Und da sind wir beim eigentlichen Thema: Ich sehe, daß das Buch gleich „ausgelesen“ ist. Ja – aber nur beim richtigen Buch. Beim Kindle muß ich schauen, wieviel Prozent ich noch habe- auf welcher Seite ich bin…. aber ich weiss nicht wirklich sofort, wieviel Lesestoff ich noch habe. Und ganz oft kann ich – lese ich mit meinem Kindle – gar nicht sagen, welches Buch ich gerade lese. Das ist nicht weiter schlimm – ist aber manchmal blöd für mich. Der Riesenvorteil, den der Kindle hat, ist die Menge an Büchern, die ich immer dabei habe. Ich habe auf meinem mittlerweile ungefähr 300 Bücher. Für den Urlaub richtig klasse, ich kann von Buch zu Buch „switchen“ und hab immer nur das kleine Gerät in der Hand und im Koffer. Aber im Gegenzug liebe ich es auch, mal wieder ein richtiges Buch in der Hand zu haben, diese Haptik, auch der „Geruch“ von den bedruckten Seiten, das Umblättern – herrlich.

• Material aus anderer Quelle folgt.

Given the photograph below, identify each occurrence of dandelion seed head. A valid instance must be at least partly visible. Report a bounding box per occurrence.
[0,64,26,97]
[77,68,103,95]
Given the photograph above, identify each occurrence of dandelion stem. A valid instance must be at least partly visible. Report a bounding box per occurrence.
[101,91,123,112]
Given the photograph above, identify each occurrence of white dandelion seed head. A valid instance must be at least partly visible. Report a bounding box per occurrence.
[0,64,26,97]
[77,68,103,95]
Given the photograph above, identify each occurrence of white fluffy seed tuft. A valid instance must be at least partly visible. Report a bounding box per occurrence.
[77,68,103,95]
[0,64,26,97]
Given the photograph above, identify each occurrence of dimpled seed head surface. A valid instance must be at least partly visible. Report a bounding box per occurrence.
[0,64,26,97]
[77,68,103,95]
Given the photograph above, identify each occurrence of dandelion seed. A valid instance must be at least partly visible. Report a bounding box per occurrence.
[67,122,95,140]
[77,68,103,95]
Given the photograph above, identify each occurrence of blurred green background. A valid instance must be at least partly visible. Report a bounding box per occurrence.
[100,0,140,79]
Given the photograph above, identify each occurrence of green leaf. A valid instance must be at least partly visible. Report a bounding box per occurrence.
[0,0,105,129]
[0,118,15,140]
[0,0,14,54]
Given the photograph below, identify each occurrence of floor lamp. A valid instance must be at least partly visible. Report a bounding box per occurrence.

Mit was ich überhaupt nix anfangen kann, ist Audible – diese Hörbücher. Ich hatte mir die APP mal heruntergeladen und ein oder zwei Bücher angehört. Das ist nix für mich. Ich kann zwar folgen aber für mich ist das „Buchstaben zusammensetzen“ im Kopf – also das LESEN – viel einprägsamer. Ich kann mich da viel besser dran erinnern und auch der Geschichte „bildlich“ viel besser folgen. Und irgendwie finde ich es auch nicht gerade günstig, pro Monat knapp 10 Euro bezahlen zu müssen und wenn ich dann ein Hörbuch möchte, bezahle ich noch mal pro Buch. Okay, der Kindle hat auch Geld gekostet und für das e-book zahle ich natürlich auch. Für mich aber noch „verträglich“.

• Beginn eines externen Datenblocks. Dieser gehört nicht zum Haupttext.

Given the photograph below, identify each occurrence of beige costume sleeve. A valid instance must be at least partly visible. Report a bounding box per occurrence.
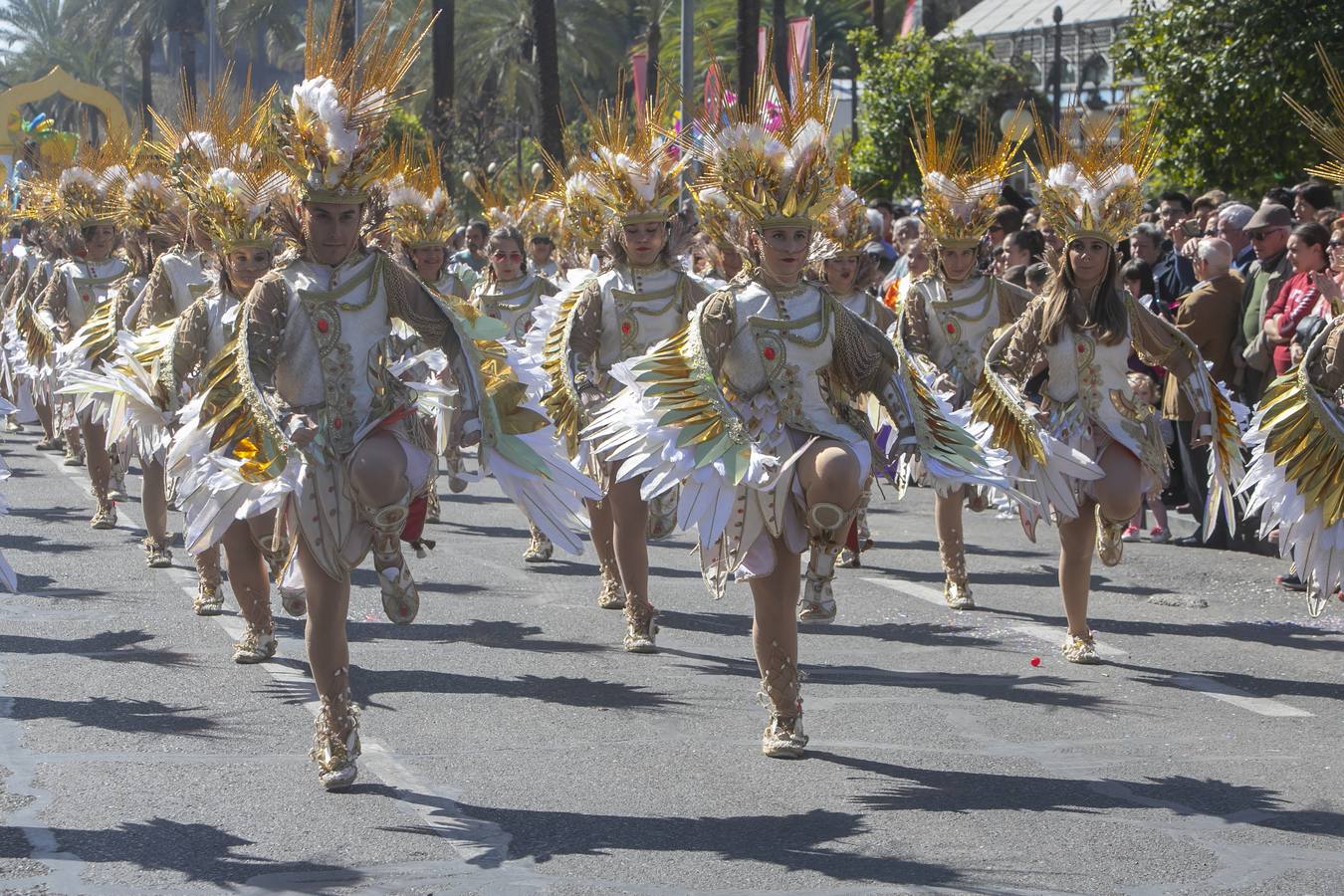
[135,259,177,332]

Ganz prima hingegen finde ich die Audible-Idee für Menschen, die nicht mehr lesen können, sei es, daß sie blind sind oder sie es aus anderen Gründen nicht mehr können oder wollen. Und entspannend ist es sowieso. Sind wir mal ehrlich, ist ja fast so wie Fernsehen – da bekommen wir ja auch alles „vorgelesen“ und schauen halt noch etwas hin. „Fernseh-Audible“ mache ich manchmal, wenn ich zu müde zum Fernsehschauen bin, aber trotzdem auf der Couch liegend zuhöre.
Wie steht ihr zum Thema richtige Bücher, Kindle oder Hörbücher? Würde mich interessieren.

Über den Mythos….

…Fenster nicht bei Sonnenschein zu putzen. Also – ich habe heute Fenster geputzt – bei strahlendem Sonnenschein. Ich hasse Fenster putzen – war nicht immer so. Früher war ich richtig gut drauf beim Fenster putzen. Heute schimpfe ich wie ein Rohrspatz – was es nicht einfacher oder besser macht. Ich glaube wirklich, wir haben extrem „bösartige“ Fenster – zum einen sind es Sprossenfenster und zum anderen glaube ich wirklich, daß das Glas einfach nix (mehr) ist.

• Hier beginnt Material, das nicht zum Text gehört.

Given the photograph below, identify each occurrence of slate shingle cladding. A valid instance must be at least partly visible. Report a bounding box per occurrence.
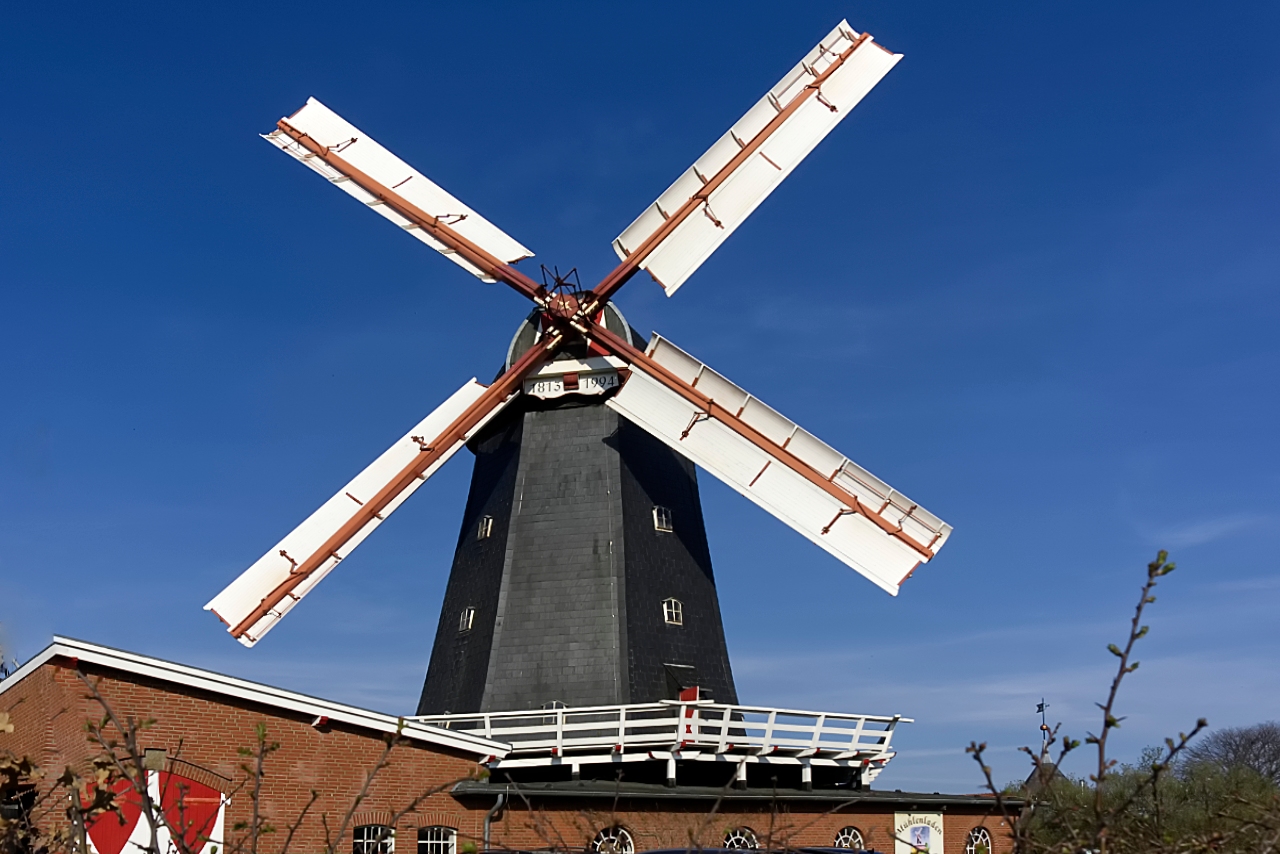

Ich habe ALLES probiert: mit Fensterleder, mit Schwamm und Abzieher, von Kärcher so ein Fensterputzer gekauft, mit Lappen und mit Zeitung getrocknet, mit Glasrein besprüht und dann getrocknet, mit Essigwasser geputzt und sogar nur mit klarem Wasser. Ich habe IMMER Schlieren – immer! Gut – ich bin da auch extrem empfindlich und liege in sämtlichen Positionen vorm Fenster und schaue bei jeglichem Lichteinfall – aber sie sind halt nicht blitzeblank.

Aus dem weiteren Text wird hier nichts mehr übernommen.